Dai volti e corpi dei piccolissimi seguiti nel documento-laboratorio di Follonica, in Mondrian (Lʼocchio come coscienza), girato ancora per la RAI nel 1969, Frascà riprende corpi e volti dei visitatori in una grande mostra parigina, alle prese con i dipinti del pittore olandese, nell’andamento, che sa essere anche ironico e giocoso, tra il concetto di ‘vedere’ e di ‘esser visti’.
da Identikit (1980)
da Mondrian (L’occhio come coscienza) (1969)

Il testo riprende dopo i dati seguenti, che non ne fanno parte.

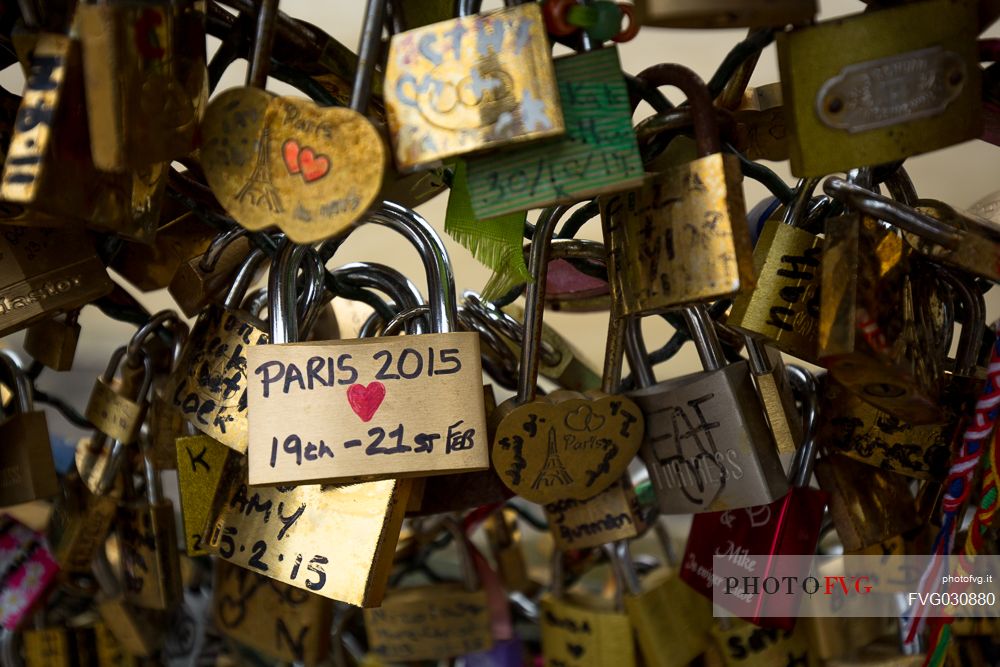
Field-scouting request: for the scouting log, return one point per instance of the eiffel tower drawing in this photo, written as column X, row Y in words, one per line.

Questa dinamica, emerge in modo più puntuale nei due documentari sul Futurismo (Futurismo e Dibattito sul Futurismo), girati tra il ’68 e il ‘69, in cui la camera gradatamente si stacca dai contenuti portati dall’interlocutore (il poeta Edoardo Sanguineti, il critico teatrale Mario Verdone, i critici d’arte Maurizio Calvesi e Maurizio Fagiolo dell’Arco) e dalle immagini di repertorio, per introdursi nell’intimità dei volti, degli atteggiamenti e degli ambienti degli intervistati, lasciandosi portare tra le dita affusolate di Sanguineti, nel volto riquadrato dagli occhiali di Verdone, nei corridoi, nelle librerie, negli oggetti delle case di Calvesi e Fagiolo dell’Arco.
Eduardo Sanguineti, in Dibattito sul Futurismo (1968-69)
Mario Verdone, in Dibattito sul Futurismo (1968-69)
Altre indagini e altra dimensione acquisiscono le immagini girate di un viaggio collettivo con un gruppo di giovani e allievi, avventuroso e di formazione, compiuto nel 1994 in un Iraq ancora sotto l’embargo e con le ferite successive alla Guerra del Golfo del ’90-‘91.
Le immagini, girate anche da suoi allievi, si spostano dagli spazi inifiniti della traversata del deserto tra Amman e Baghdad alla strada deserta a fianco del Tigri ripresa da un hotel di Baghdad; dagli esterni delle mura con segni e tracce dell’antica Babilonia agli interni del Museo d’Arte Contemporanea di Baghdad, dove il gruppo realizza una performance ed una esposizione fotografica collettiva.